Joan Greco brings an attorney's understanding of nuance - garnered from work at the United States Supreme Court - and a playwright's sense of drama to the hypothetical scenarios that are the backbone of a Socratic Dialogue. There at the inception of the format, Greco was an editor of the Harvard Law Review and a research assistant to Professor Arthur Miller when he asked her if she'd like to work on a series of television shows on the Constitution. The daughter of a postal worker, surviving on scholarships and student loans, she was eager for the work. The programs turned out to be the 13-part seminal Fred Friendly series, THE CONSTITUTION: That Delicate Balance. Greco worked on the first program in the series, The Sovereign Self, which won an Emmy. She was hooked.

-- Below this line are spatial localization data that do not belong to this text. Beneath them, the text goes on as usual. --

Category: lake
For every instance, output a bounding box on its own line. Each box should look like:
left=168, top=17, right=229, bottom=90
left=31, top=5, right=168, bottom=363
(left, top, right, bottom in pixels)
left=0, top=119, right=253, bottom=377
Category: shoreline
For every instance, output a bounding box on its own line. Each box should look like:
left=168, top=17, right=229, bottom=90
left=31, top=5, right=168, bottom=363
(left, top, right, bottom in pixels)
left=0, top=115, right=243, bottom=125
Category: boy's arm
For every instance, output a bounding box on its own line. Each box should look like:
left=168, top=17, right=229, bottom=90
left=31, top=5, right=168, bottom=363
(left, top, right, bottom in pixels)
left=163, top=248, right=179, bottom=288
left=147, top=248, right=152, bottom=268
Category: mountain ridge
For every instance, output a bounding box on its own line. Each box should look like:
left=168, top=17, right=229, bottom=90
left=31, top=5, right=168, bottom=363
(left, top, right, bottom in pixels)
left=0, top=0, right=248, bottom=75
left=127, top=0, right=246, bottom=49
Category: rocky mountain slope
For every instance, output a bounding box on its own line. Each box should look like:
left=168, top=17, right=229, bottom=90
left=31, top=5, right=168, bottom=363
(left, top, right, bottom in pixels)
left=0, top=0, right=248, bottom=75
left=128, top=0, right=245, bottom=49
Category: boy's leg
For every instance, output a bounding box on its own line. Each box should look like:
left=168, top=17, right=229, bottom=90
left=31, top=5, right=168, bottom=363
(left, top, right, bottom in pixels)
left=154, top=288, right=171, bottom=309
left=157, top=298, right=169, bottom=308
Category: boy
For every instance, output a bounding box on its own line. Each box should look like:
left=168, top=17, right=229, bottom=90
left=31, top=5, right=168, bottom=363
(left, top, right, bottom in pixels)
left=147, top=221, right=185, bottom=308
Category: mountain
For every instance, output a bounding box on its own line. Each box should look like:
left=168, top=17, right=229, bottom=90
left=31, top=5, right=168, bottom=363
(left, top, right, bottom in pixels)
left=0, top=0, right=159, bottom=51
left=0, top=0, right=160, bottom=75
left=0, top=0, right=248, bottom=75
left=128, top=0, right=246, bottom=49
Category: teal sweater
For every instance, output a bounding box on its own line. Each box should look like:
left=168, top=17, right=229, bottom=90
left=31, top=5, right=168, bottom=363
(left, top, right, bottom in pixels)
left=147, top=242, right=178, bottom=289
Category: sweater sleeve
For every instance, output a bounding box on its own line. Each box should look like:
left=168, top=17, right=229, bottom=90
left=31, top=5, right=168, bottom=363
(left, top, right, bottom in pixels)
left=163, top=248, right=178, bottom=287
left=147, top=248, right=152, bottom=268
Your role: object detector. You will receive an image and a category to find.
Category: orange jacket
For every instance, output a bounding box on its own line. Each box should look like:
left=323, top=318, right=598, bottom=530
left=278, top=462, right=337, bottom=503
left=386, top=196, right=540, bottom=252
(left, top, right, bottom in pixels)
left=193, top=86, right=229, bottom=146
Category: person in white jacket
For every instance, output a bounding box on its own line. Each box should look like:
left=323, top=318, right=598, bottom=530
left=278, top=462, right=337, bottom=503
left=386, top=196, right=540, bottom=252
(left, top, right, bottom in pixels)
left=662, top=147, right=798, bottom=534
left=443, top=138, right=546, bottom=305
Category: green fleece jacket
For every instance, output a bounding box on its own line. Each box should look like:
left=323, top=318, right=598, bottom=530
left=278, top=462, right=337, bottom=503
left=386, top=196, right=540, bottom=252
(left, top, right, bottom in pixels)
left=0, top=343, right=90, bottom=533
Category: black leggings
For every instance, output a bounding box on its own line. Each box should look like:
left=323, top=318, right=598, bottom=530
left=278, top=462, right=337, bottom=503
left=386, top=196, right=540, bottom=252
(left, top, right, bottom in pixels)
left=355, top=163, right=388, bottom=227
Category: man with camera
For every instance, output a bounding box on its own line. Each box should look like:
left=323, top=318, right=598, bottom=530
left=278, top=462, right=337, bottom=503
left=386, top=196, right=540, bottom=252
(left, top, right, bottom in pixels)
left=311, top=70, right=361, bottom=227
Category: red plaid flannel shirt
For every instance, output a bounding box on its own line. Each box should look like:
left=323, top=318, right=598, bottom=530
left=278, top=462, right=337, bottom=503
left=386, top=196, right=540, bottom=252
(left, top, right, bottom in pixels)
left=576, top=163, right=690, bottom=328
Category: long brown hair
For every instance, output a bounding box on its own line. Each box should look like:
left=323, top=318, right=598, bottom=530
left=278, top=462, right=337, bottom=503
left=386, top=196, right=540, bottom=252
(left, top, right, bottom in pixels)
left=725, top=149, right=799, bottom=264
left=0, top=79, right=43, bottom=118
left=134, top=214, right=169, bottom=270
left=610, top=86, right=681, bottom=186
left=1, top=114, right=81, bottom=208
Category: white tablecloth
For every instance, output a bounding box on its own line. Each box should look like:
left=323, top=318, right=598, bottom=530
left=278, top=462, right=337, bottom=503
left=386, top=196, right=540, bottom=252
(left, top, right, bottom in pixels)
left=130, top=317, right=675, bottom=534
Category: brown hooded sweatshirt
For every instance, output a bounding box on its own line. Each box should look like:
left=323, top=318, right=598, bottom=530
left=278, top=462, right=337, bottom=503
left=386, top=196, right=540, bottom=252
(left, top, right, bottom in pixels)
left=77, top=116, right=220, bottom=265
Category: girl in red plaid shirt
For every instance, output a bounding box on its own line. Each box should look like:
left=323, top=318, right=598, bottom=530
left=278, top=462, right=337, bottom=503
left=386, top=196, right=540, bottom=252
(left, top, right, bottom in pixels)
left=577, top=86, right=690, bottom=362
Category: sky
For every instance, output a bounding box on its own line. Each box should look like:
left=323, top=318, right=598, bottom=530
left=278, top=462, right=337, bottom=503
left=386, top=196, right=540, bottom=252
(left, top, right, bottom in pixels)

After graduating from Harvard Law School, Greco clerked for Judge Ruth Bader Ginsburg on the U.S. Court of Appeals and for Justice Sandra Day O'Connor on the United States Supreme Court, which she describes as "the two best jobs in the law one could imagine." After a few years at a law firm, however, Greco found that the impact she could have on the American conversation through Socratic Dialogues was a potent lure. She brought her subtle intellect back to the Fred Friendly Seminars where she was a mainstay of the production team, contributing as the writer or writer/producer to over 35 of the PBS programs, as well as to many dozens of dialogue programs for clients. Now she brings over twenty years of experience in the Socratic Dialogue format to Dialogue Media Group.

"A Socratic Dialogue is a fantastic combination of journalism, drama and logic," says Greco. "To shape hypothetical scenarios that work, one must understand the truth of a situation at the minute-to-minute, concrete level. To make decisions in the story compelling, we have to find that point where a choice turns on one's values, the point where you cannot use other factors to wriggle out of the situation, and must take a stand. When it works, it's riveting and revealing like nothing else."